Set mainly in a remote area of County Kerry in the ’40s and ’50s, Jane Urquhart’s stunning new novel is at once intimate and epic in scope.
Tam, an English woman in her thirties, has been living in this harshly beautiful region since shortly after the war, in which she served as an auxiliary pilot. She is now leaving her lover, Niall, who, like his father before him, is a meteorologist.
The airliner she is travelling on becomes grounded by fog at Gander Airport, Newfoundland. As she waits, she regards an enigmatic mural, and revisits not only the circumstances that brought her to Ireland but her intense relationship with Niall and his growing despondency over his younger brother Kieran’s disappearance years before.
We learn of Kieran’s troubled childhood and the tragedy that caused him as a boy to be separated from home and taken in by a widowed countrywoman who lives in the mountains behind the town. He comes to know the local people, among them a tailor, a fisherman-teacher, and a sheep farmer who is a great philosopher.
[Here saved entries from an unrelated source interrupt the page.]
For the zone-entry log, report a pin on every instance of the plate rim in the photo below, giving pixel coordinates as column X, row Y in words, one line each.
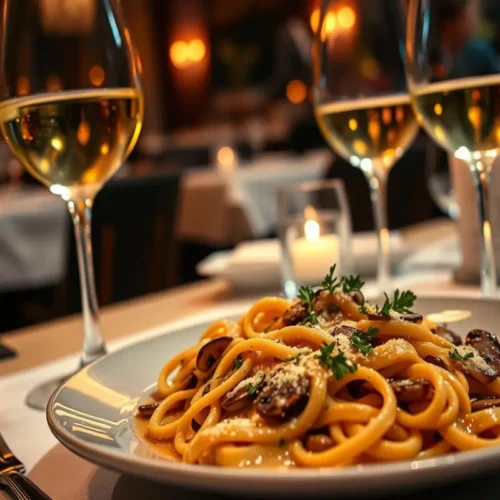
column 178, row 472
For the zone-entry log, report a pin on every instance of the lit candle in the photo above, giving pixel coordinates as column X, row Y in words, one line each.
column 313, row 255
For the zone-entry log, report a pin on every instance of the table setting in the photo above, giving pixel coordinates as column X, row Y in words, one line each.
column 320, row 362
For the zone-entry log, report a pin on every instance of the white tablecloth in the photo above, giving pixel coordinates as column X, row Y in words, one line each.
column 215, row 207
column 428, row 270
column 33, row 237
column 232, row 205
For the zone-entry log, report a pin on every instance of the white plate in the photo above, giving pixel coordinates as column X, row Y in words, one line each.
column 92, row 414
column 239, row 266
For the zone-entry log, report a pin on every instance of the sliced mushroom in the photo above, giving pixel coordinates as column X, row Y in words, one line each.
column 447, row 334
column 211, row 352
column 411, row 390
column 146, row 411
column 236, row 400
column 358, row 297
column 378, row 317
column 359, row 388
column 487, row 345
column 437, row 361
column 346, row 330
column 284, row 393
column 411, row 318
column 475, row 366
column 485, row 403
column 296, row 314
column 318, row 442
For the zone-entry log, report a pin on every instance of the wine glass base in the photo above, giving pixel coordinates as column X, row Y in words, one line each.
column 39, row 396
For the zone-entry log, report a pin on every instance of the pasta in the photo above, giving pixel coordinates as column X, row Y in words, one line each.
column 328, row 380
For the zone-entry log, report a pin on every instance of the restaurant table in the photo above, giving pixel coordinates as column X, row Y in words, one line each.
column 50, row 350
column 33, row 237
column 215, row 207
column 228, row 205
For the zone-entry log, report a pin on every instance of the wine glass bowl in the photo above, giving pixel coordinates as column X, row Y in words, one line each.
column 453, row 73
column 360, row 97
column 71, row 111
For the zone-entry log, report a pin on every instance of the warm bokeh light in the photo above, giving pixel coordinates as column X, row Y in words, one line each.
column 346, row 17
column 183, row 54
column 314, row 20
column 96, row 75
column 387, row 115
column 311, row 230
column 179, row 53
column 474, row 114
column 225, row 156
column 296, row 91
column 400, row 114
column 196, row 50
column 57, row 143
column 83, row 133
column 23, row 85
column 329, row 24
column 53, row 83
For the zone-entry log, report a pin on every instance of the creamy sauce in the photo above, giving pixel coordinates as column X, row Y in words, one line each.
column 255, row 456
column 164, row 448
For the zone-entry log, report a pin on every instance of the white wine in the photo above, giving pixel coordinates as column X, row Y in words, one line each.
column 379, row 129
column 73, row 141
column 462, row 115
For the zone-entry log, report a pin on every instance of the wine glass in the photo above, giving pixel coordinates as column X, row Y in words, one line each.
column 71, row 111
column 360, row 97
column 439, row 180
column 453, row 74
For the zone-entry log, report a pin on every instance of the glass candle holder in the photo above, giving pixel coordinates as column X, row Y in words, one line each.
column 314, row 228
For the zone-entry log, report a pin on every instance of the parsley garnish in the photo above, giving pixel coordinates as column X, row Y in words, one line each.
column 401, row 302
column 339, row 364
column 331, row 283
column 362, row 341
column 306, row 293
column 253, row 388
column 363, row 310
column 288, row 359
column 237, row 363
column 456, row 355
column 352, row 284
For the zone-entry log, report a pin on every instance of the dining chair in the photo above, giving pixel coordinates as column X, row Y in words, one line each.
column 133, row 236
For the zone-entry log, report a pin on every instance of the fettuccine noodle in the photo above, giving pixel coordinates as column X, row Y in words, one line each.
column 274, row 390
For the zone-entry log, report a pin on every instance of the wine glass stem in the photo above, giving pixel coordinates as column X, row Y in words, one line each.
column 481, row 172
column 93, row 342
column 378, row 193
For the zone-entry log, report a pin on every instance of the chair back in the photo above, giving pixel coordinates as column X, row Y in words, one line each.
column 133, row 222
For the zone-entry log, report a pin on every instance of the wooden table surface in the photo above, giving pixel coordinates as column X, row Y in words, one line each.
column 43, row 343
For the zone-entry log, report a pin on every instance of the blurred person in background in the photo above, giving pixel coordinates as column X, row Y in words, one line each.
column 459, row 52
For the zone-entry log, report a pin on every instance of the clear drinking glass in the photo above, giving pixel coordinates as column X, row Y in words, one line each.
column 314, row 228
column 71, row 111
column 439, row 181
column 360, row 97
column 453, row 70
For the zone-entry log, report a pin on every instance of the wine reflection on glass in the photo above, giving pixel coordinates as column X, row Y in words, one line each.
column 360, row 97
column 454, row 80
column 71, row 111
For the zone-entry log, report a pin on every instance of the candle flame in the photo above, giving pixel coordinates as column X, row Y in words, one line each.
column 311, row 230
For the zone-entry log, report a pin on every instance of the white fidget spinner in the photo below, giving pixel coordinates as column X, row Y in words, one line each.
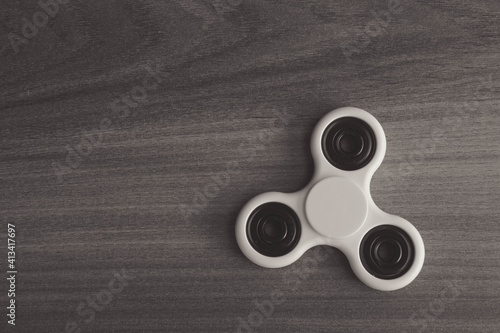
column 385, row 251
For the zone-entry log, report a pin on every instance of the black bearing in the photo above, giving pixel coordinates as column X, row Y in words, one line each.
column 387, row 252
column 348, row 143
column 273, row 229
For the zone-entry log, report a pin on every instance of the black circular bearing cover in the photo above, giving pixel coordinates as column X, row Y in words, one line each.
column 348, row 143
column 387, row 252
column 273, row 229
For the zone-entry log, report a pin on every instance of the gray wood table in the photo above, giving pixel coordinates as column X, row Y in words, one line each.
column 132, row 133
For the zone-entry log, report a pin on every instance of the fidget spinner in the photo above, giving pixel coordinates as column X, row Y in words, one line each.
column 274, row 229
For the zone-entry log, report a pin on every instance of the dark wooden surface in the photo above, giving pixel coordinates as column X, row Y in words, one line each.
column 242, row 86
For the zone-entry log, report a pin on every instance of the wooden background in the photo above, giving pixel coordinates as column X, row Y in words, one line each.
column 242, row 85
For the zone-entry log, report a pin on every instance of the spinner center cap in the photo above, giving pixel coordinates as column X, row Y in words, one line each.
column 336, row 207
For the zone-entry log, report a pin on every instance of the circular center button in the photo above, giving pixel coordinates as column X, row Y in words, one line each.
column 336, row 207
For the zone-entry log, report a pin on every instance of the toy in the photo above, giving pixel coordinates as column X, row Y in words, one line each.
column 385, row 251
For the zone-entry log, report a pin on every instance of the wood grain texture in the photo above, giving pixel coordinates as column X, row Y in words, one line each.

There is also the jeweller’s daughter, a young woman who will come to change the course of several lives.
Running parallel is the story of Canadian artist Kenneth Lochhead and how he created the mural that is Tam’s only companion through three long days and nights.
An elegiac novel of emotional depth that vividly evokes a time and a place, The Night Stages explores the meaning of separation, the sorrows of fractured families, and the profound effect of home in a world where a way of life is changing. It is Jane Urquhart’s richest, most rewarding novel to date.

About the author

Jane Urquhart was born in the far north of Ontario. She is the author of eight internationally acclaimed novels, among them The Whirlpool, which received France’s Prix du Meilleur Livre Étranger; Away, winner of the Trillium Award, The Underpainter, winner of the Governor General’s Award and a finalist for the Orange Prize in the UK and The Stone Carvers, which was a finalist for the Giller Prize, the Governor General’s Award and Britain’s Booker Prize. She is also the author of a collection of short fiction and four books of poetry. She has written a biography of Lucy Maud Montgomery and was editor of the Penguin Book of Canadian Short Stories. Her work, which is published in many countries, has been translated into numerous foreign languages. Urquhart has received the Marian Engel Award and the Harbourfront Festival Prize. She is a Chevalier dans l’Ordre des Arts et des Lettres in France and is an Officer of the Order of Canada.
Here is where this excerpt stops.